C’est au cœur d’une Afrique prise en otage par les puissances maléfiques que s’enracine Un os dans la gorge des dieux.
Ce roman de 221 pages, paru en janvier 2012, est l’œuvre de l’écrivain béninois Gaston ZOSSOU. C’est un roman découpé en quinze titres, les uns aussi croustillants que les autres, qui nous dévoile l’Afrique traditionnelle mythique et mystique. Dans ce roman, Gaston ZOSSOU, s’attaque à un thème à la fois cynique et réaliste : la puissance du mal et plus particulièrement, la puissance de nuisance des dieux en Afrique, continent de toutes les divinités, de tous les fétiches, de tous les génies et de tous les esprits les plus malfaisants. On ne parcourt pas les pages de cet Os dans la gorge des dieux sans quelque frayeur et quelque déception. Elles font une place privilégiée aux dieux tutélaires, aux initiés, aux adeptes, aux serpents, au temple, au couvent, aux sacrifices, au sang pour ne citer que ces éléments.

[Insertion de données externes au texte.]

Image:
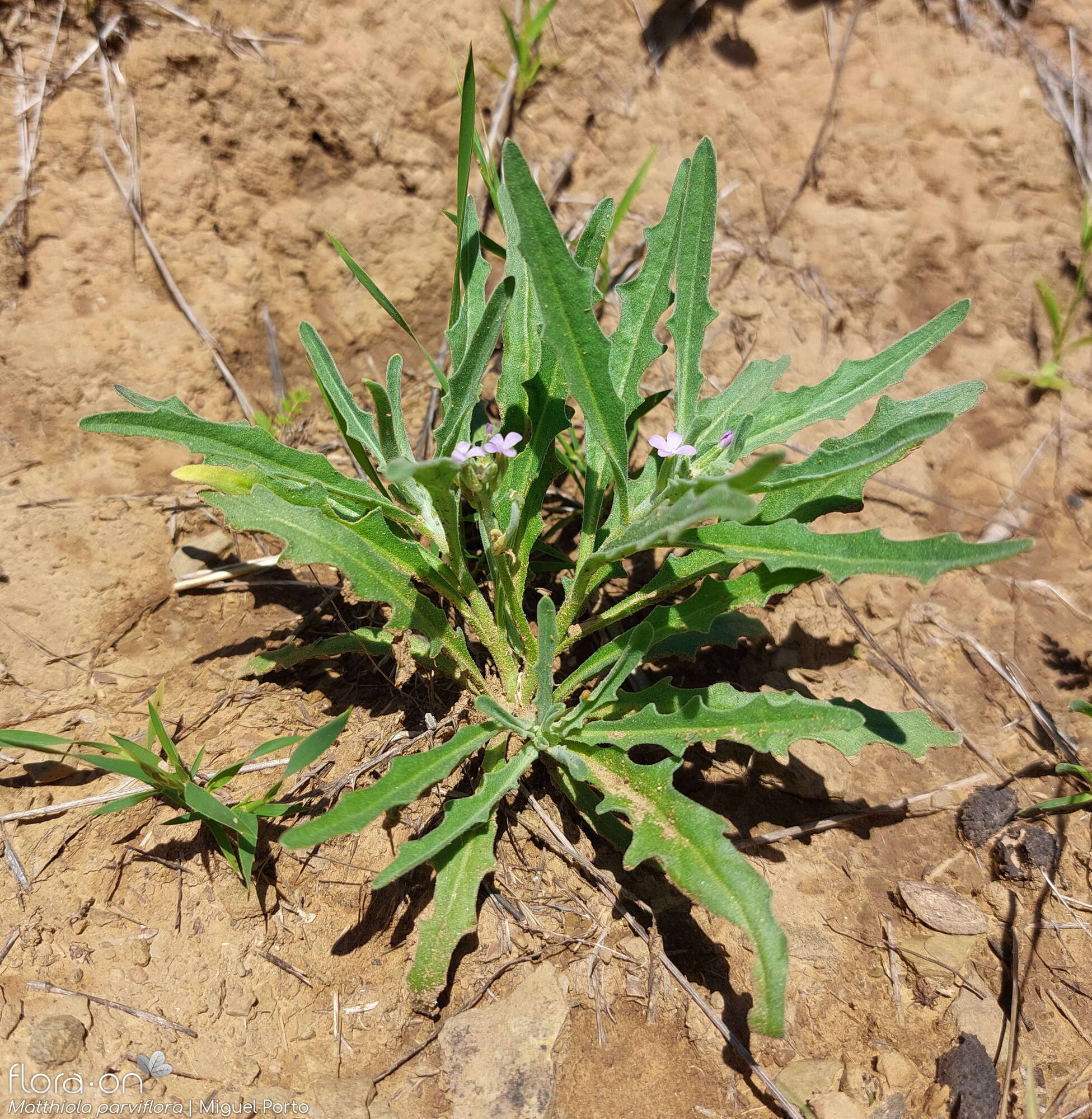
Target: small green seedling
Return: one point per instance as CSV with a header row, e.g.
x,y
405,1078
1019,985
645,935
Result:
x,y
546,627
233,825
288,412
1080,800
524,41
1050,375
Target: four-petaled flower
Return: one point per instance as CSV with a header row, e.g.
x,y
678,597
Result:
x,y
463,452
504,445
672,445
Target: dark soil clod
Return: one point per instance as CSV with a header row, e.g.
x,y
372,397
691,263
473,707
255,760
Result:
x,y
1027,848
985,813
968,1071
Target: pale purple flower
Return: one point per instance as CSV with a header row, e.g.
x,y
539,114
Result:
x,y
672,445
463,452
504,445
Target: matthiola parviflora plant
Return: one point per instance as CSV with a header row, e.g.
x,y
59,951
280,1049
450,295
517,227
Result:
x,y
549,638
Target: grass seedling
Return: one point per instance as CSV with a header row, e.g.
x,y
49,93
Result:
x,y
1050,375
288,412
545,627
524,42
1078,801
232,824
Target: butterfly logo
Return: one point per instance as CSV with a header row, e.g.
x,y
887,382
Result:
x,y
154,1066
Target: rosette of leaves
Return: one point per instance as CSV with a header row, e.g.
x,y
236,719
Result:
x,y
472,570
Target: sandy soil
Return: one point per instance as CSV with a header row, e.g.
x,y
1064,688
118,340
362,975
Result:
x,y
943,177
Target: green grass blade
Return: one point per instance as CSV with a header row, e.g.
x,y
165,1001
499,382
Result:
x,y
317,744
311,537
769,722
404,783
693,311
123,803
460,816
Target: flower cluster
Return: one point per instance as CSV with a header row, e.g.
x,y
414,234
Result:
x,y
672,446
496,445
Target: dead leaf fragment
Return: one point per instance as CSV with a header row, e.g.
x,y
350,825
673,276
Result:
x,y
943,909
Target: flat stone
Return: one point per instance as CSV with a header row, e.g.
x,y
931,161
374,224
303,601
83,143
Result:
x,y
56,1040
897,1070
836,1106
943,909
10,1014
982,1018
955,952
240,1002
499,1058
803,1079
200,552
341,1099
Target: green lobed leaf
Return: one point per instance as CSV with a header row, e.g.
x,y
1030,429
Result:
x,y
688,842
566,299
750,389
667,524
678,573
123,803
693,311
769,722
911,731
466,380
409,777
235,445
707,617
372,288
460,816
460,869
474,271
834,476
781,416
840,556
356,426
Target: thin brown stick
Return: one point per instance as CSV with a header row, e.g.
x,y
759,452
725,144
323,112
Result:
x,y
176,295
474,1001
897,992
12,937
908,952
146,1015
835,822
1069,1017
826,124
284,966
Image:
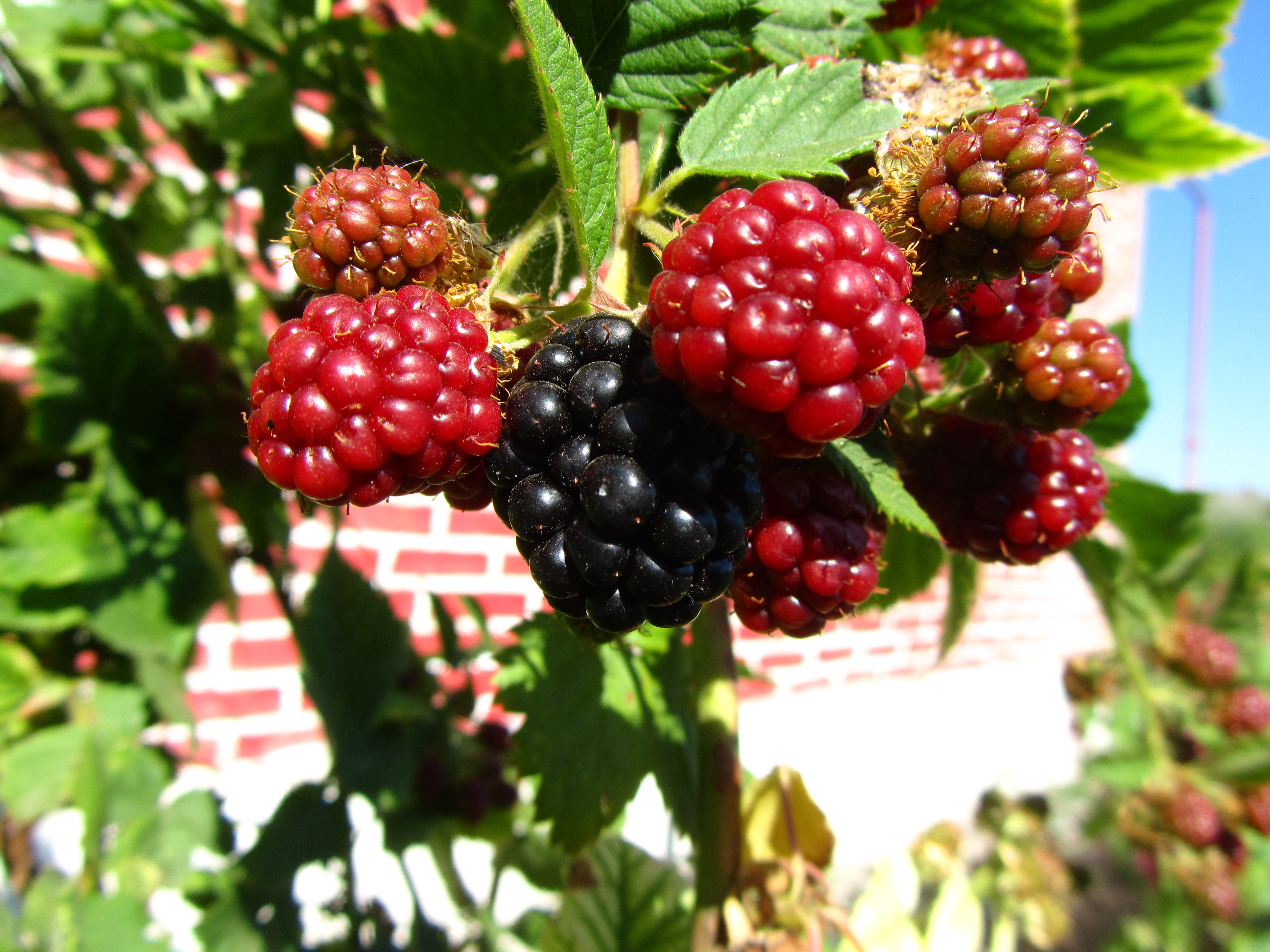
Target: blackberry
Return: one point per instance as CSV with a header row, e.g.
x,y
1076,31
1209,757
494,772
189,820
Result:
x,y
1209,658
361,230
362,400
1245,710
1066,375
1002,494
976,58
1004,310
784,316
1193,818
812,558
1006,193
1079,276
626,503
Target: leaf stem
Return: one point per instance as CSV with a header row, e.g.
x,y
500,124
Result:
x,y
718,844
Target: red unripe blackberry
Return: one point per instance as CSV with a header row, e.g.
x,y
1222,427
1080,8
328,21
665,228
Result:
x,y
1007,193
897,14
1209,658
361,230
1079,276
1256,808
1245,711
812,558
1001,494
784,316
977,58
367,399
1193,817
1066,375
1004,310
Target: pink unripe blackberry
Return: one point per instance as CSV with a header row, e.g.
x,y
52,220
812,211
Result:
x,y
361,230
1209,658
1001,494
1193,817
1007,193
1066,375
367,399
1004,310
1079,276
977,58
784,316
897,14
1245,711
813,555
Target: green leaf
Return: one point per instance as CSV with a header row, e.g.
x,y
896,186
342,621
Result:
x,y
1152,135
870,466
454,102
1119,423
963,593
637,903
1159,524
352,651
910,563
578,130
1154,41
785,124
648,54
797,30
585,727
37,774
1042,31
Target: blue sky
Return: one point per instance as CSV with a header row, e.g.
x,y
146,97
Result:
x,y
1236,436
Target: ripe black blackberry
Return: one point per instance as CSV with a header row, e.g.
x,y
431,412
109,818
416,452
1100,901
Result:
x,y
626,503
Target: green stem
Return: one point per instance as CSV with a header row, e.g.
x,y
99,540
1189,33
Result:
x,y
628,199
718,842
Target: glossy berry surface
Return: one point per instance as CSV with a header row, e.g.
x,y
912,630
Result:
x,y
362,400
978,58
626,503
1009,193
1208,657
1245,710
1066,375
1002,494
361,230
784,316
812,558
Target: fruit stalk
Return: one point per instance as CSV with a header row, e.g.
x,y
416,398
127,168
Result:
x,y
718,842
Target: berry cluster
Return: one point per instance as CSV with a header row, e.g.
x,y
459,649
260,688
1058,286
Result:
x,y
626,503
360,230
1065,375
977,58
812,558
468,781
1001,494
361,400
785,316
1009,193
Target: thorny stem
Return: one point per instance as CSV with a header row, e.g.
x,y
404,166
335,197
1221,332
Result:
x,y
628,199
718,843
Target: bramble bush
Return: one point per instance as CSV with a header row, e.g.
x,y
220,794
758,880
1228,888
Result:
x,y
701,298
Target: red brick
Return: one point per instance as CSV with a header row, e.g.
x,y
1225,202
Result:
x,y
483,522
390,518
234,704
265,743
403,605
515,565
492,605
781,661
440,563
275,653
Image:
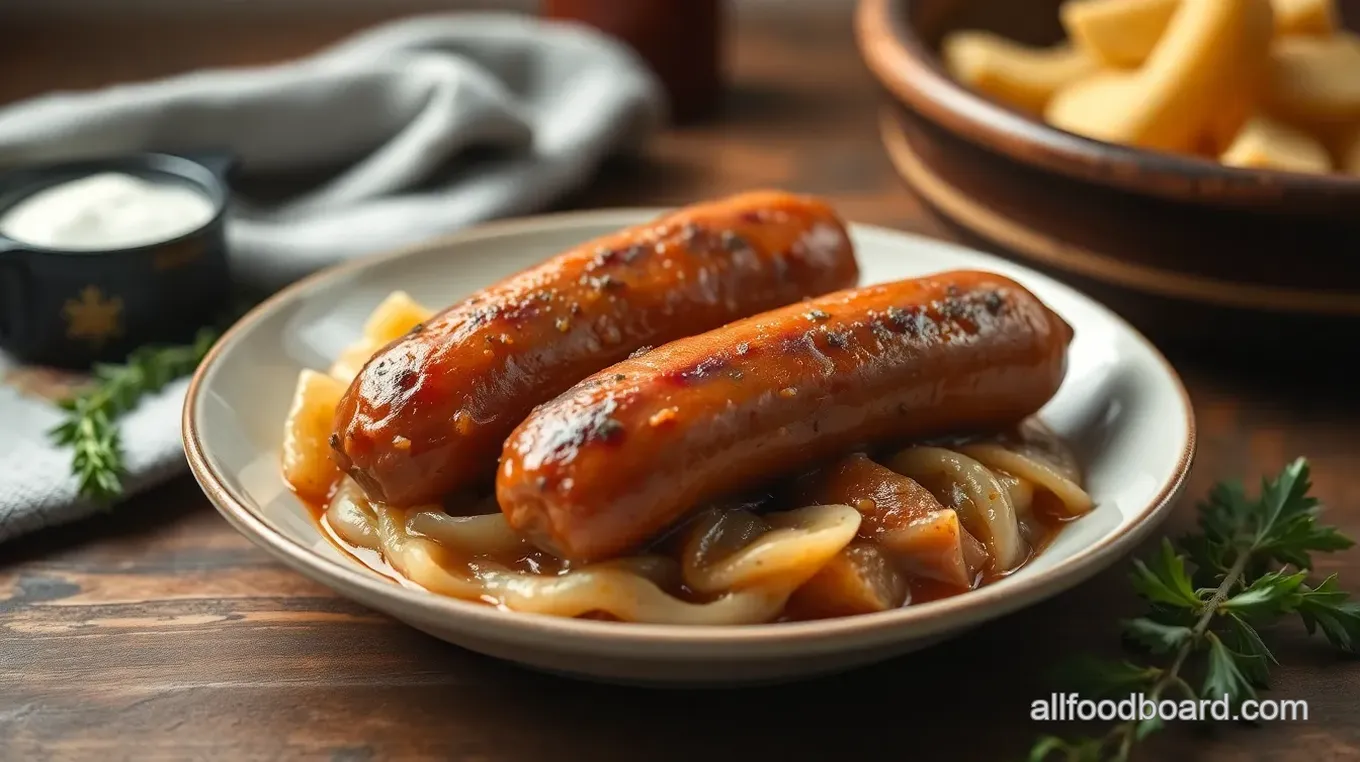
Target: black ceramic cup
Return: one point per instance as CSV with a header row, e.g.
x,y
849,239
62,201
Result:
x,y
71,309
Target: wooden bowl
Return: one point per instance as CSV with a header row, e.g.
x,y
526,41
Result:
x,y
1183,246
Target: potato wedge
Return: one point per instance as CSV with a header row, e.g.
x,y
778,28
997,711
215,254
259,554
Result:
x,y
1315,82
1013,74
1201,82
1117,33
391,320
352,358
858,580
1304,17
306,448
918,532
1265,143
395,317
1348,153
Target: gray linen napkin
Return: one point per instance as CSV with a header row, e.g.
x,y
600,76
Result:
x,y
434,123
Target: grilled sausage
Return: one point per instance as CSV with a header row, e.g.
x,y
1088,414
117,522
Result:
x,y
633,448
427,415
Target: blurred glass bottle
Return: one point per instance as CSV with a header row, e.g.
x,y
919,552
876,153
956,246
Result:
x,y
680,40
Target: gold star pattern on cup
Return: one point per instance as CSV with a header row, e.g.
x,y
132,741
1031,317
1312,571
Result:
x,y
93,317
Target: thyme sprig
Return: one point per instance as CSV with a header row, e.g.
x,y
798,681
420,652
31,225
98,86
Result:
x,y
1208,595
90,427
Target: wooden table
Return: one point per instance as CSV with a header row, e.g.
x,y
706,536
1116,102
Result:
x,y
158,633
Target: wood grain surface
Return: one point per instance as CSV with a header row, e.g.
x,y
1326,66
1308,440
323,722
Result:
x,y
158,633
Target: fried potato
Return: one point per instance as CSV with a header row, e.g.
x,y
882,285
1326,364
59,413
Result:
x,y
1315,82
1304,17
1117,33
1265,143
391,320
306,448
1200,83
858,580
1013,74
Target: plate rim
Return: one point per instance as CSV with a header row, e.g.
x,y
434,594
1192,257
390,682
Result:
x,y
911,621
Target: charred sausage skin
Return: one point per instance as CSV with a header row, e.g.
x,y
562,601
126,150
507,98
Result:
x,y
427,415
633,448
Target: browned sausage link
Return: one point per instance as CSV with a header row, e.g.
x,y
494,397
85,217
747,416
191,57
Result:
x,y
633,448
429,414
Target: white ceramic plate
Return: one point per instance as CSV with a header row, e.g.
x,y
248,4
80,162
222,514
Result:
x,y
1122,408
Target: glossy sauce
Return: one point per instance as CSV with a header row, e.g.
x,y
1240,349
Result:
x,y
1046,510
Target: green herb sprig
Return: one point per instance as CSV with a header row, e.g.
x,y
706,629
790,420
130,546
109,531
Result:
x,y
1250,564
90,427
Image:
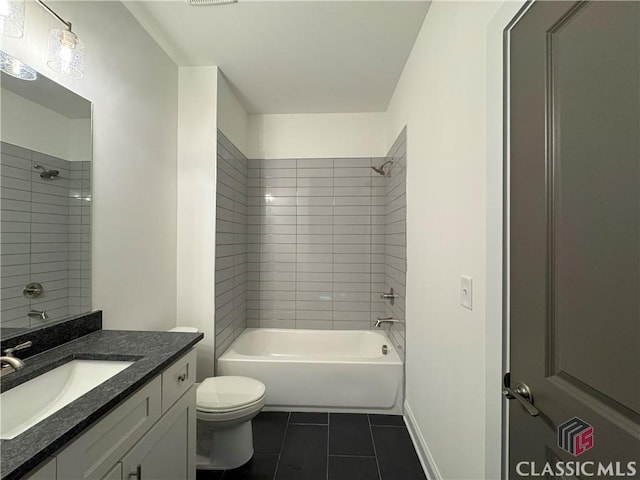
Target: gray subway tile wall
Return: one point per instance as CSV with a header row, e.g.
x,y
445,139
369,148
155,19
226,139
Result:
x,y
316,243
395,238
231,244
46,228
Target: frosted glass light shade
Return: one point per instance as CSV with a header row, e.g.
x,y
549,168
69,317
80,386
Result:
x,y
16,68
66,53
12,18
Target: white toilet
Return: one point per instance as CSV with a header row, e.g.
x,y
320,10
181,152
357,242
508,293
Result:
x,y
225,406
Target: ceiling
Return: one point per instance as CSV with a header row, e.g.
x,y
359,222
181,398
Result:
x,y
292,56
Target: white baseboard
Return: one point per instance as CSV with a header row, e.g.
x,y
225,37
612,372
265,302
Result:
x,y
428,464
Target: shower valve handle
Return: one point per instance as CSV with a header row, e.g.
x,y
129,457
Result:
x,y
391,296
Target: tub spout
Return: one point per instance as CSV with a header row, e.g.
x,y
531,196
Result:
x,y
388,320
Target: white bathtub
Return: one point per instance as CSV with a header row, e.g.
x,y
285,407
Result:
x,y
319,370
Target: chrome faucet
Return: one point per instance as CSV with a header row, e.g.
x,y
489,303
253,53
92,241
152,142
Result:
x,y
389,320
41,314
9,360
13,362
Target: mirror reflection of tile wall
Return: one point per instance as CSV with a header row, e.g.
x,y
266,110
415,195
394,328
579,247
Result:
x,y
46,232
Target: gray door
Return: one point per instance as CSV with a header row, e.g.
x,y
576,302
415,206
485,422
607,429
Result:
x,y
574,261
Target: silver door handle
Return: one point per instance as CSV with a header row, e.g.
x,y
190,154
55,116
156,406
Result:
x,y
522,393
137,474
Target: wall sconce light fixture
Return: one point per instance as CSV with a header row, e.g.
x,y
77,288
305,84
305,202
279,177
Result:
x,y
66,50
12,18
16,68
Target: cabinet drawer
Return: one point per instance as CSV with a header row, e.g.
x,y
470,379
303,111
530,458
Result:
x,y
93,454
177,379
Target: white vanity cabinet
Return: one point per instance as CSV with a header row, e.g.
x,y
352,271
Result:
x,y
150,436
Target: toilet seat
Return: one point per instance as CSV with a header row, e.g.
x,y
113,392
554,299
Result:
x,y
225,397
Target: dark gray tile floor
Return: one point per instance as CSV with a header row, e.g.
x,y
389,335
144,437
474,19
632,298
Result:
x,y
323,446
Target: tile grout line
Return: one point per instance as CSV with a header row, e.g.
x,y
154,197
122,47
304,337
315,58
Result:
x,y
284,436
328,437
373,442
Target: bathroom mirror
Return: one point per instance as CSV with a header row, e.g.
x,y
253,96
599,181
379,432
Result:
x,y
45,204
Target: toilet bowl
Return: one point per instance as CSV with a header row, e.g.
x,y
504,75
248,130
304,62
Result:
x,y
224,409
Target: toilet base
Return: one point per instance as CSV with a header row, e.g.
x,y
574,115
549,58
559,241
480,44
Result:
x,y
223,449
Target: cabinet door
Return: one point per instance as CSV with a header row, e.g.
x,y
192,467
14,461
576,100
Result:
x,y
93,455
166,451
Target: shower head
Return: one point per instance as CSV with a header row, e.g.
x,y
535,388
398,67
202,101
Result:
x,y
47,174
380,170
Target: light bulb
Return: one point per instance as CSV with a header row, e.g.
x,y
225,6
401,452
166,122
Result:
x,y
4,8
66,53
16,68
12,18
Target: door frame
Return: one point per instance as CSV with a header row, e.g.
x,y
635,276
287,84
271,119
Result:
x,y
497,245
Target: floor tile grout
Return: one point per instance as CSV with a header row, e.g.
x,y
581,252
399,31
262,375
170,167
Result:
x,y
339,460
375,451
284,436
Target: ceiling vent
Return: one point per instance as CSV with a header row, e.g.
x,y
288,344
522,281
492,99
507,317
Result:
x,y
202,3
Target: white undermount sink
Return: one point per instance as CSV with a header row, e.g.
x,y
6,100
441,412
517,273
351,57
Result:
x,y
33,401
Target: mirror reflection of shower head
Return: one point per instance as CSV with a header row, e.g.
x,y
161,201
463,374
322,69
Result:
x,y
47,174
380,170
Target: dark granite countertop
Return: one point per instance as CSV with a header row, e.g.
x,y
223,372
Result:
x,y
152,352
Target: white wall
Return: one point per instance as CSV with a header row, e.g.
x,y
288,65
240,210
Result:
x,y
442,98
133,86
197,137
331,135
233,119
30,125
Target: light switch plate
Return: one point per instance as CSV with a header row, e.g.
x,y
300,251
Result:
x,y
466,291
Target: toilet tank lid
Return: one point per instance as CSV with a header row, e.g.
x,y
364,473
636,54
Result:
x,y
184,329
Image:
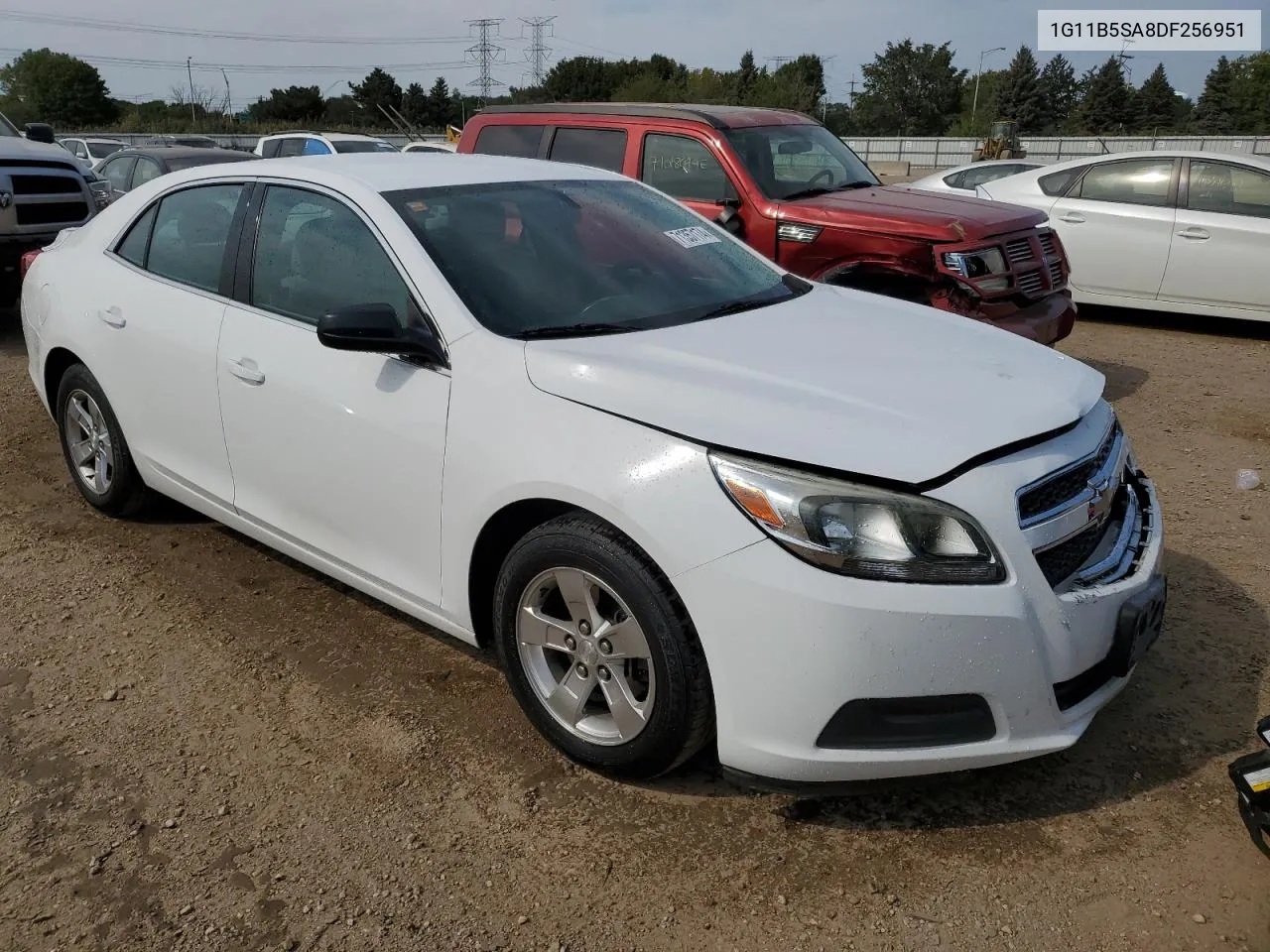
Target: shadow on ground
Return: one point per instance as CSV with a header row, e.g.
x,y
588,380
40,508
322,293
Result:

L’action de ce roman se déroule dans un village africain, sans autre précision sur sa localisation géographique. Un village où, ce sont les divinités qui régentent le monde des humains en complicité avec certains initiés, adeptes et dignitaires. Un village où, les dieux brillent, excellent par leur puissance de nuisance et mystifient les humains. Ils ont le pouvoir de vie et de mort sur les hommes.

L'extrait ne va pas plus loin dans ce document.